Я устроилась среди последних кукол, которые там еще остались. Ноги у меня дрожали. Руфус сел рядом, тщательно следя за тем, чтобы не прикоснуться ни к одной кукле, и взял меня за руку. Наверное, он хотел утешить меня, но едва ли этот жест способствовал моему душевному равновесию — слишком холодной и мертвой была его рука, но сама попытка многого стоила.
— Я не говорю, что ты должна убить человека. Все эти души сбежали из тел, которым не суждено было выжить. Они скрылись, не успев исполнить свою судьбу. Им повезло, мы можем дать им возможность начать все заново. Но для испорченных душ это невозможно. Они не хотят возвращаться к жизни. И они ненавидят все живое. Нам нельзя позволять им вылупиться из кокона. Убить их — это акт милосердия, и при этом мы получим их шелк. Ты понимаешь?

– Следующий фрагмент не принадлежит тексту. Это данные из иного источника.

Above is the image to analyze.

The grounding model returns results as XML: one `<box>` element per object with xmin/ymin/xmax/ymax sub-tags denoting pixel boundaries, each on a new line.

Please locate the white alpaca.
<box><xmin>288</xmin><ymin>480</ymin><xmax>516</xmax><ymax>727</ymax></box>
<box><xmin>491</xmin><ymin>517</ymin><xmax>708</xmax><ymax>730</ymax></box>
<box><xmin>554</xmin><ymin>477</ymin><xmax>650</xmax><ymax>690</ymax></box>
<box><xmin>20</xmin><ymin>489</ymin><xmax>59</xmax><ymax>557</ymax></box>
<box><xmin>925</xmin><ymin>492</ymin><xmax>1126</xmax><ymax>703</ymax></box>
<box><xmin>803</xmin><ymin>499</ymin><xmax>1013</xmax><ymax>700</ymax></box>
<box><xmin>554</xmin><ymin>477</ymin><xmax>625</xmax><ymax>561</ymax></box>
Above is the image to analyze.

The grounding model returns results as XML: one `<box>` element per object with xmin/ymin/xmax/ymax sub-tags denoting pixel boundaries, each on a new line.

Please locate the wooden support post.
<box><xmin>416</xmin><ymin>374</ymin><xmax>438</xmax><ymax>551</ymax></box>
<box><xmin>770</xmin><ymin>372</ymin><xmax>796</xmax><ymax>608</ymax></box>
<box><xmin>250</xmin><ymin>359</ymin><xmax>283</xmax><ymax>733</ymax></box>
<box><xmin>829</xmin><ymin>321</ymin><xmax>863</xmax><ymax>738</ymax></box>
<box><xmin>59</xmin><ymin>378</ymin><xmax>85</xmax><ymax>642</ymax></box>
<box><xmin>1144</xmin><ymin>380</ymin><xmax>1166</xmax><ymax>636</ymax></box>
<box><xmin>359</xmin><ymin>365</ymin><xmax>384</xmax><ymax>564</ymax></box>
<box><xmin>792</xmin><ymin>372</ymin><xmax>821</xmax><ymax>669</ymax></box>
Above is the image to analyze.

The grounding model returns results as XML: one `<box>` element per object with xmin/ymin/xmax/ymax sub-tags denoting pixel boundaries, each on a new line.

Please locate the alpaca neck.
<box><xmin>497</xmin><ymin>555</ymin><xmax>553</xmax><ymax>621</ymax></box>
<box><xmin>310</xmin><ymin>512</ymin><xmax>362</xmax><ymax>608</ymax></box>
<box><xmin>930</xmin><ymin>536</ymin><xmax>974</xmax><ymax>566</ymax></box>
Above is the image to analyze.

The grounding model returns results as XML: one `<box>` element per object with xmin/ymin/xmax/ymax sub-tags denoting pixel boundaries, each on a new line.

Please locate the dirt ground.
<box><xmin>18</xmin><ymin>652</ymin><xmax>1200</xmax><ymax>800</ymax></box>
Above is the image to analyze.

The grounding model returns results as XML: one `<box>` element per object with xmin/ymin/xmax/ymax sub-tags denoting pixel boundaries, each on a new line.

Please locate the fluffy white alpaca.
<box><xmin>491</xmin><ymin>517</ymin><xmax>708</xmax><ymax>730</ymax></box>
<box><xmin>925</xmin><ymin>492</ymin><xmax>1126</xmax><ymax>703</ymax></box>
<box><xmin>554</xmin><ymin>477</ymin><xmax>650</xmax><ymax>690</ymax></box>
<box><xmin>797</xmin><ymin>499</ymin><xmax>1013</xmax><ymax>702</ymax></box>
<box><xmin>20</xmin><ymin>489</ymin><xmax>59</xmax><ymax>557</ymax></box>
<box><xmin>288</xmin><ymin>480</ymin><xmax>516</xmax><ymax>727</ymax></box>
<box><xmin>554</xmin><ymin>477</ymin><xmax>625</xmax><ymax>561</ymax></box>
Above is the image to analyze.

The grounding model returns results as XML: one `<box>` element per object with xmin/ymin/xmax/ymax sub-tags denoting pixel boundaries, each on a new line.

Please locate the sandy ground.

Я кивнула, чувствуя, как слезы стекают по лицу, катятся градом по щекам, скапливаются на подбородке, падают на платье. Я плакала очень тихо, не всхлипывая. Мне было жаль эти души. И мне было жаль себя.
— Я не могу так поступить, — прошептала я. — Пожалуйста, я не могу. Разве вы не можете найти кого-то другого для этой задачи? Или сделать это сами?
Руфус покачал головой.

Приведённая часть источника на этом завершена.